Q: What worries CDI specialists most in terms of writing compliant queries?
Estes: CDI specialists are fearful they will lead the physician with their queries. Coders have been querying providers as part of their work for years, but when nurses embrace the role of CDI specialist it is often difficult to determine where the sweet spot lies in writing clinically sound queries and still follow the recommended guidelines for issuing a non-leading or compliant query.
AHIMA and ACDIS have published industry standards for query/clarification practices and all professionals involved in the query process need to adhere to the guidelines regardless of credentials, position, or title. We are all trying to speak the same language with a slight difference in dialect so we need to use the same guidelines to get there.
The clinical language and the coding language have just enough difference to make things tricky at times. Typically, CDI specialists who are nurses have a working knowledge of coding and though they practice under the same guidelines as coders to avoid writing leading queries, they often struggle with being restricted from using more straightforward clinical language in their communication with providers.
Q: Which diagnoses seem to give CDI specialist the most difficulty in terms of drafting an effective query?
Estes: Queries for clinical validity are commonly noted as challenging because CDI specialists are concerned they will be found guilty of questioning the provider’s clinical judgment. Clinical validity queries have increased over the last few years due to increasing denials.
To manage denials more efficiently, CDI teams are initiating processes to query providers for additional clinical support in those cases at high risk for denial. These type queries are very important and must be incorporated into the CDI process appropriately to help providers understand this is not to question clinical judgment but rather to clarify documentation that may need additional clinical support to withstand scrutiny. To support such processes, hospitals should also initiate escalation policies with the assistance of a physician advisor.
Q: What do you think the biggest change has been in terms of CDI queries in the past 10 years?
Limjoco: I believe the biggest change is the increasing need for queries to be more clinically valid. Clinical validation takes the worry away from leading queries. There is growing realization that CDI specialists are required to not only go for the low hanging fruits of CCs and MCCs but they need to validate what is documented in the health record in order to withstand scrutiny. It’s not enough anymore that a diagnosis is documented appropriately, but it has to be consistent with the patient’s clinical picture. It’s not just a question of meeting clinical criteria or parameters, but is there any other factor or condition that signifies the true nature of the patient’s condition.

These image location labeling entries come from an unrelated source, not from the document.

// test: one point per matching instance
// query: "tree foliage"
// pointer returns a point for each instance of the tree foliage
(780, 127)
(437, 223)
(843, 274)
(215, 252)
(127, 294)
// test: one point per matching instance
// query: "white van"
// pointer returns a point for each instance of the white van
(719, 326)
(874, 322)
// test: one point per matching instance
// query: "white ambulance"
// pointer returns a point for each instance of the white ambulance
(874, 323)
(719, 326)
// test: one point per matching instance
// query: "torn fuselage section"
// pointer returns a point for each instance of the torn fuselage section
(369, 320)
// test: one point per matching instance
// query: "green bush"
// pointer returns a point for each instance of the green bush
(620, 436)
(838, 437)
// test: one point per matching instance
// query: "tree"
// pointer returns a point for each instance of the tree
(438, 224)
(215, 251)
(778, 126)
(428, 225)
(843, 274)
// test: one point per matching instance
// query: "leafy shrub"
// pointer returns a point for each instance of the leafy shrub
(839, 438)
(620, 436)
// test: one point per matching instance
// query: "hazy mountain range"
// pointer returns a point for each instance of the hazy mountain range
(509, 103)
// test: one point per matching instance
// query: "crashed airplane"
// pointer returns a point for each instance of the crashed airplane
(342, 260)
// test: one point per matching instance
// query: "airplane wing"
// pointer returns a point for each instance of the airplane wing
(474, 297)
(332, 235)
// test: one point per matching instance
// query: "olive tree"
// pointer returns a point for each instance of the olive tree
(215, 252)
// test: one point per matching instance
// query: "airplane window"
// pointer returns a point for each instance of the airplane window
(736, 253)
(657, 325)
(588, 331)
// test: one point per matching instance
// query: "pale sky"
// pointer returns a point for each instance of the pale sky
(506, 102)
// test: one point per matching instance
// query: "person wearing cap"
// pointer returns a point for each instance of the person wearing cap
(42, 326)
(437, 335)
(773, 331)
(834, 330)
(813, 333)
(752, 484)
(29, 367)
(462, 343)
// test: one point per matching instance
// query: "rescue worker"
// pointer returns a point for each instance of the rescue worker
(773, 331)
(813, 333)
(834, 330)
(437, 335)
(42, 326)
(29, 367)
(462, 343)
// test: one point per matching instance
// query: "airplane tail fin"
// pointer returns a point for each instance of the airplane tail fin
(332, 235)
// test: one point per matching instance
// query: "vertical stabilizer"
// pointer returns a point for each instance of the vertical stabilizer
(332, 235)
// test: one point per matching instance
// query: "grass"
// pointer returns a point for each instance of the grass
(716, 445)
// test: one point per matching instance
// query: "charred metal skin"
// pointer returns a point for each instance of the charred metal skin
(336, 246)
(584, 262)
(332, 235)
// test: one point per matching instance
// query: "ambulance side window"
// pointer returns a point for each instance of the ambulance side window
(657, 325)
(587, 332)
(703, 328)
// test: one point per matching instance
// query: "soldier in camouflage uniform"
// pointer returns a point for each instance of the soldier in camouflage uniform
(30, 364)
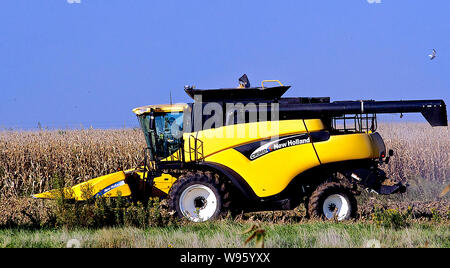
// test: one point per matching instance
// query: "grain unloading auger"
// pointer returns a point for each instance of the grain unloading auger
(250, 149)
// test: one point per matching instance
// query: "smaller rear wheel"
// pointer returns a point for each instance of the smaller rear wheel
(332, 200)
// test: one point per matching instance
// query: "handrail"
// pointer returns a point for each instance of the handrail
(262, 83)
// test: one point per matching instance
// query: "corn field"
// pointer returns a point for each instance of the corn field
(30, 159)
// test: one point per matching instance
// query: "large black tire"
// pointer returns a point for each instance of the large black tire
(199, 196)
(332, 200)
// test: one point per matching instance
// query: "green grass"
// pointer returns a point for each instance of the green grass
(228, 234)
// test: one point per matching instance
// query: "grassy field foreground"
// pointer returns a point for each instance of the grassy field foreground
(229, 234)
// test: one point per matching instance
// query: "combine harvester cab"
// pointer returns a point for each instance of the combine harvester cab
(297, 149)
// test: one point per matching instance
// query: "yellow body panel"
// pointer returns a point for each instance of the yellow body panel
(347, 147)
(271, 173)
(227, 137)
(267, 175)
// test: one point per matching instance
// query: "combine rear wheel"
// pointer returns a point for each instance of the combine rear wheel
(199, 196)
(332, 200)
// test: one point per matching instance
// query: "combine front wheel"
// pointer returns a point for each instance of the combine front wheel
(199, 196)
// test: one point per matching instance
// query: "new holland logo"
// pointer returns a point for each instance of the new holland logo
(280, 144)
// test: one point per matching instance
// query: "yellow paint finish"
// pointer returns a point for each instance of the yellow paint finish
(347, 147)
(314, 125)
(81, 191)
(227, 137)
(164, 182)
(270, 174)
(160, 108)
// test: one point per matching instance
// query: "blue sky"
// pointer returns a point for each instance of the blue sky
(90, 63)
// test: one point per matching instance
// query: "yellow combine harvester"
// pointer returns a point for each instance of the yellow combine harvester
(250, 149)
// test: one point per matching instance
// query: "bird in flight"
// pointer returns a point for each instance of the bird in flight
(432, 55)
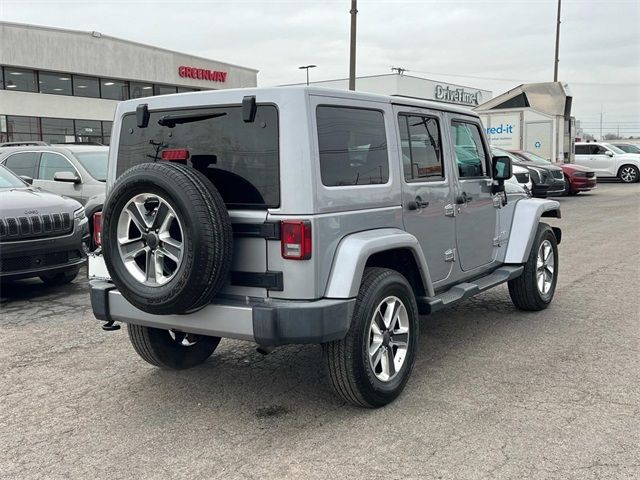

To start, why is the patient in the hospital? This is a question of identifying the principal diagnosis. Is the level of care appropriate? We have seen a lot of wasted hours used up by the CDI team and leadership, trying to figure out what is the principal diagnosis. Many of them are not only matters of documentation ambiguity but truly are of inappropriate level of care. The CDI scope of queries are extending to medical necessity for the level of care, hospital acquired conditions, core measures, and other quality measures. By no means are CDI specialists going to take over quality, utilization, care management, and risk management. But, they can collaborate with their corresponding peers in making sure that the documentation is in sync with the clinical truth. It’s all about the story being cohesive and capturing the true clinical condition.